Сыграли свадьбу. Для Петра началось молодое тихое счастье, но сквозь это счастье все же пробивалась какая-то тревога: в самые светлые минуты он улыбался так, что сквозь эту улыбку виднелось грустное сомнение, как будто он не считал этого счастья законным и прочным. Когда же ему сообщили, что, быть может, он станет отцом, он встретил это сообщение с выражением испуга.

Тем не менее настоящая его жизнь, проходившая в серьезной работе над собой, в тревожных думах о жене и будущем ребенке, не позволяла ему сосредоточиваться на прежних бесплодных потугах. По временам также, среди этих забот, в его душе поднимались воспоминания о жалобном вопле слепых. Тогда он отправлялся в село, где на краю стояла теперь новая изба Федора Кандыбы и его рябого племянника. Федор брал свою кобзу, или они долго разговаривали, и мысли Петра принимали спокойное направление, а его планы опять крепли.
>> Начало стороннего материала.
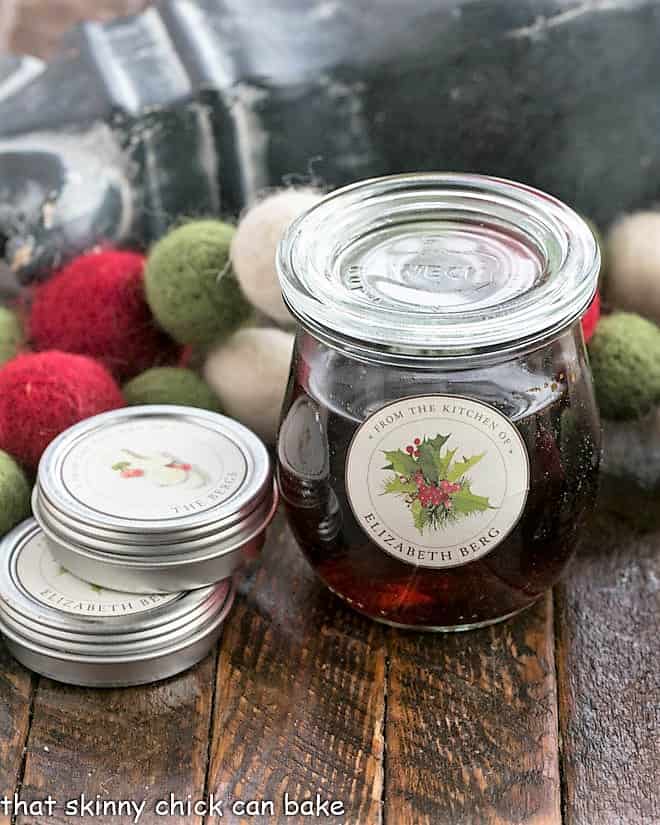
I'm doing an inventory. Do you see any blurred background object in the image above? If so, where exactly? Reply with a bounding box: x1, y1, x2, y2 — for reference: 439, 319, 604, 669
0, 0, 660, 280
Теперь он стал менее чувствителен к внешним световым побуждениям, а прежняя внутренняя работа улеглась. Тревожные органические силы уснули: он не будил их сознательным стремлением воли – слить в одно целое разнородные ощущения. На месте этих бесплодных потуг стояли живые воспоминания-и надежды. Но кто знает – быть может, душевное затишье только способствовало бессознательной органической работе, и эти смутные, разрозненные ощущения тем успешнее прокладывали в его мозгу пути по направлению друг к другу. Так, во сне мозг часто свободно творит идеи и образы, которых ему никогда бы не создать при участии воли.

II

В той самой комнате, где некогда родился Петр, стояла тишина, среди которой раздавался только всхлипывающий плач ребенка. Со времени его рождения прошло уже несколько дней, и Эвелина быстро поправлялась. Но зато Петр все эти дни казался подавленным сознанием какого-то близкого несчастья.
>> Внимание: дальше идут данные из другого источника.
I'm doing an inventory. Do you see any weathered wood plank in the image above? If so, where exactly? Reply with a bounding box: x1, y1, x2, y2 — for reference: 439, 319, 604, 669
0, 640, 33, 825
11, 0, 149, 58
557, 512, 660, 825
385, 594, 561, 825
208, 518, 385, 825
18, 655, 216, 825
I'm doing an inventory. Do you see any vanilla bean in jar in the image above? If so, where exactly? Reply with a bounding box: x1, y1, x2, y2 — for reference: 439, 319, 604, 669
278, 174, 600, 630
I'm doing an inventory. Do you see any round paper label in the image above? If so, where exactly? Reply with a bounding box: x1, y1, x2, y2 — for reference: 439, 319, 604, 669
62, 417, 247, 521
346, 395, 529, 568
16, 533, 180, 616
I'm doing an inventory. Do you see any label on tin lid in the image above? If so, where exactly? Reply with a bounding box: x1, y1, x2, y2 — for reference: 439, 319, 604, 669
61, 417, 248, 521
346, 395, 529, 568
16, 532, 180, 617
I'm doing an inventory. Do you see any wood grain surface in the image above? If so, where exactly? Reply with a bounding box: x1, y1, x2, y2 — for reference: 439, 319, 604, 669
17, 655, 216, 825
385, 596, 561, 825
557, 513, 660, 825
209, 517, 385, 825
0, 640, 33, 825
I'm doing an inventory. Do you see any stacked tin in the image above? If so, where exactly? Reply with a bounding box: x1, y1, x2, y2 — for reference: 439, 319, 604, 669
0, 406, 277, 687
Приехал доктор. Взяв ребенка на руки, он перенес и уложил его поближе к окну. Быстро отдернув занавеску, он пропустил в комнату луч яркого света и наклонился над мальчиком с своими инструментами. Петр сидел тут же с опущенной головой, все такой же подавленный и безучастный. Казалось, он не придавал действиям доктора ни малейшего значения, предвидя вперед результаты.
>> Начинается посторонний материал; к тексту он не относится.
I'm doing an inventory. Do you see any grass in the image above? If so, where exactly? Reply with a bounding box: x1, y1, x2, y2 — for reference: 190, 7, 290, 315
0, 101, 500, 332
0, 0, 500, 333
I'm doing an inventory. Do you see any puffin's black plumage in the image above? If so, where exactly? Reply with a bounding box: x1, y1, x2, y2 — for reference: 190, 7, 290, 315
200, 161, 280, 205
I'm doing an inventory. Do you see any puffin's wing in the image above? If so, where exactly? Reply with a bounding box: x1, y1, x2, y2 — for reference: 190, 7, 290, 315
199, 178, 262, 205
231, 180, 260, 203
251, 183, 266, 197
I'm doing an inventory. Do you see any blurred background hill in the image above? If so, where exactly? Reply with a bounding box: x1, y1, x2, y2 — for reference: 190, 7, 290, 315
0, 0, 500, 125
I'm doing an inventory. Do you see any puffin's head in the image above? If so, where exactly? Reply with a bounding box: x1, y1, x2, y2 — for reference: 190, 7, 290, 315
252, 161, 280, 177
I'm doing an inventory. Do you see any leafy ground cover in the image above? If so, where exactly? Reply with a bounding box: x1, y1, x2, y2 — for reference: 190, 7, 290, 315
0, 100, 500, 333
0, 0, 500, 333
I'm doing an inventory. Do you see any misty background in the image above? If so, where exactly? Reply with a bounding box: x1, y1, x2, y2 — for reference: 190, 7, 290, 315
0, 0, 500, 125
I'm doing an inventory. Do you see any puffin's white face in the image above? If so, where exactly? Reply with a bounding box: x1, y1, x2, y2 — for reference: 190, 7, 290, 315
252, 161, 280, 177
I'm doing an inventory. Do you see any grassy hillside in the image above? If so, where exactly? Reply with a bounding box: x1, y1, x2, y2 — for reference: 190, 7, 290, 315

– Он, наверное, слеп, – твердил он. – Ему не следовало бы родиться.

Молодой доктор не отвечал и молча продолжал свои наблюдения. Наконец он положил офтальмоскоп, и в комнате раздался его уверенный, спокойный голос:

– Зрачок сокращается. Ребенок видит несомненно.

Петр вздрогнул и быстро стал на ноги. Это движение показывало, что он слышал слова доктора, но, судя по выражению его лица, он как будто не понял их значения. Опершись дрожащею рукой на подоконник, он застыл на месте с бледным, приподнятым кверху лицом и неподвижными чертами.

До этой минуты он находился в состоянии странного возбуждения. Он будто не чувствовал себя, но вместе с тем все фибры в нем жили и трепетали от ожидания.

Он сознавал темноту, которая его окружала. Он ее выделил, чувствовал ее вне себя, во всей ее необъятности. Она надвигалась на него, он охватывал ее воображением, как будто меряясь с нею. Он вставал ей навстречу, желая защитить своего ребенка от этого необъятного, колеблющегося океана непроницаемой тьмы.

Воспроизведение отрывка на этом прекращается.